See, Eric Holder, who made the announcement basically acknowledged that(1) we're perfectly capable of trying and convicting the bad guys in federal court, in regular trials, with the world watching, and (2) the more we refuse to assure these guys the rights enshrined in the Constitution, the more we actually encourage terrorists, because we're demonstrating that all our big talk of human rights and the rule of law is a sham.

More important (but frankly something nobody in government - and few outside of it - has ever grasped), holding regular criminal trials would demonstrate that these were just ordinary criminals. They weren't demi-gods. They weren't special. Ordinary American justice would serve admirably.

But things turned. The government announced that the trial would take three years. (Why, fergodssake?) And that lower Manhattan would be essentially sealed off all that time. (Why, fergodssake?) So New York rebelled.

And Holder said they'd move the trial.

And now AP reports that they're heading back toward military tribunals because you know, all that justice, that rule of law thing, it's just so messy. And anyway a trial's a trial.
"At the end of the day, wherever this case is tried, in whatever forum, what we have to ensure is that it's done as transparently as possible and with adherence to all the rules," Holder told The Washington Post in an interview published in Friday's editions. "If we do that, I'm not sure the location or even the forum is as important as what the world sees in that proceeding."
Well, sure.

But the military tribunals aren't transparent. And "all the rules" don't apply there.

Look, either we believe in the law or we dont. Either the Constitution means what it says or it doesn't. The fact that there are bad guys out there? As Greenfield observed a couple of months ago, trying Mohammed in a tribunal at Gitmo doesn't protect the mainland.
If the jihadists want to blow up a building to show us what they think of our system, our "freedoms", there are plenty around. We've got a country filled with big building built from Indiana limestone, and even if KSM is tried in a newly built courtroom on the Island of Cuba, they can still blow one up in Nebraska and capture our attention.
But if Mohammed and his cronies are too big for the American system of justice, the system enshrined in the Constitution, if the rule of law can't handle them, well. It might not be that the terrorists win.

But it's certain that the Americans lose.

1 comment:

  1. "But if Mohammed and his cronies are too big for the American system of justice, the system enshrined in the Constitution, if the rule of law can't handle them, well. It might not be that the terrorists win."

    "But it's certain that the Americans lose."

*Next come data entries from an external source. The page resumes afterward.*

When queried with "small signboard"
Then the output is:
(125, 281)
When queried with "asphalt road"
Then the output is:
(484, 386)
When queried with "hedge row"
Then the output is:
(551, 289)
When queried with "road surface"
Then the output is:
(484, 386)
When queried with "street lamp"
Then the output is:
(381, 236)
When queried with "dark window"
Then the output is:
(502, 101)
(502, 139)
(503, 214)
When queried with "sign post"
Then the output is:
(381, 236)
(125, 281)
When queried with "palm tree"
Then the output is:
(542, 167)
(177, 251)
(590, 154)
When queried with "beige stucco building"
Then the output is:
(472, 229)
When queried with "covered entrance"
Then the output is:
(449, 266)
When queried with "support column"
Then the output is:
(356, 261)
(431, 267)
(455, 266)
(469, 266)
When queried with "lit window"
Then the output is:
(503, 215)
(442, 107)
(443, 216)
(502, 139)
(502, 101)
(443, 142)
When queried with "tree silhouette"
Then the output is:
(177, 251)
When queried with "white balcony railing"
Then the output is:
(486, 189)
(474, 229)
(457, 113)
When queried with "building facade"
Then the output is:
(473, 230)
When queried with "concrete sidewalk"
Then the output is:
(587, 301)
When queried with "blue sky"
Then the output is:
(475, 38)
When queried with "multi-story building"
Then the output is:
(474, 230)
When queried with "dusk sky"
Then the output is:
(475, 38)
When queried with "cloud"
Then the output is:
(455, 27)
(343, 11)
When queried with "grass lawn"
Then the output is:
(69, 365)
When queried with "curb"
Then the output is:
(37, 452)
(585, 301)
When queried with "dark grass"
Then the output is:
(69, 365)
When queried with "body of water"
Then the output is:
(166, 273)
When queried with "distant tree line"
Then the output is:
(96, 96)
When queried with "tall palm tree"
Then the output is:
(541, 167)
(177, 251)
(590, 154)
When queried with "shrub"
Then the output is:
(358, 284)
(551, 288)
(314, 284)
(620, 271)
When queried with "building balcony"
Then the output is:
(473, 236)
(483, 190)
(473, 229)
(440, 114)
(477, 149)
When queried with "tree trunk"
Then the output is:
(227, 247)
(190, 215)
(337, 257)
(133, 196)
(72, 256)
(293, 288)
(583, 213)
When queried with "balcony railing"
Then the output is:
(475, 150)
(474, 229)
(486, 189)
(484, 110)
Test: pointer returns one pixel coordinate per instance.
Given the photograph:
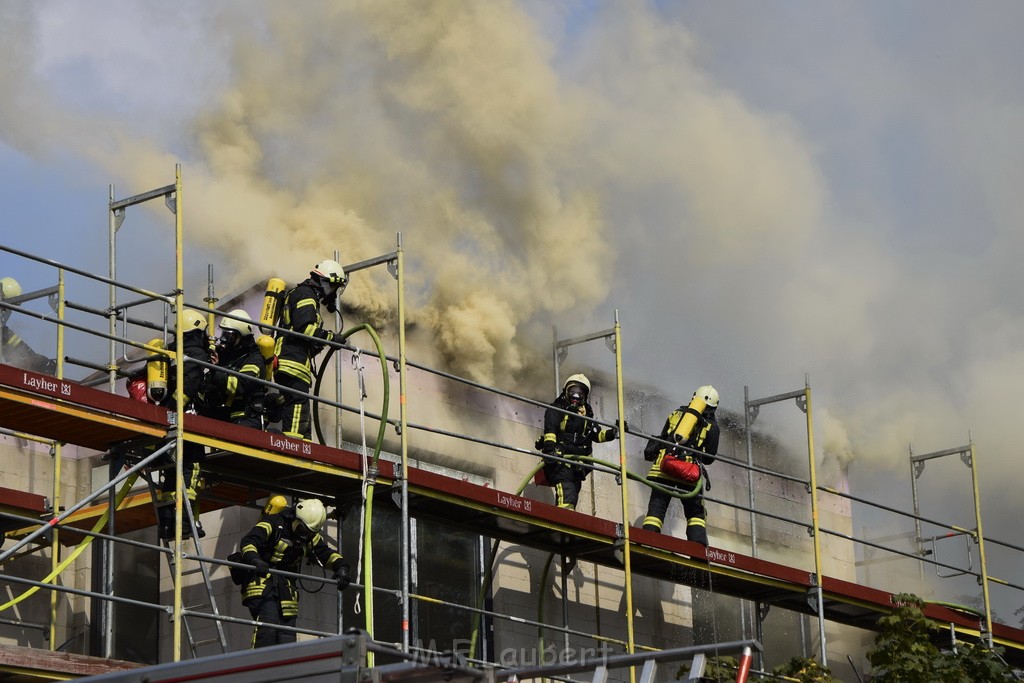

    Jeff, regardng your comments above, they are not "too big" for the Amercian system of justice but isn't the military justice system part of the American system? I would be interested to know why you think, if you do, that these war criminal enemy combatants who are not US Citizens are entitled to the full benefits of a Constitution intended to protect the rights of those who are citizens.

    A military tribunal seems to have worked pretty well at Nuremburg and I suggest that those tried there along Tojo and the other Japanese war criminals got a fair shake and, in the end, exactly what they deserved in the way of punishment. I just don't see that as a loss for America.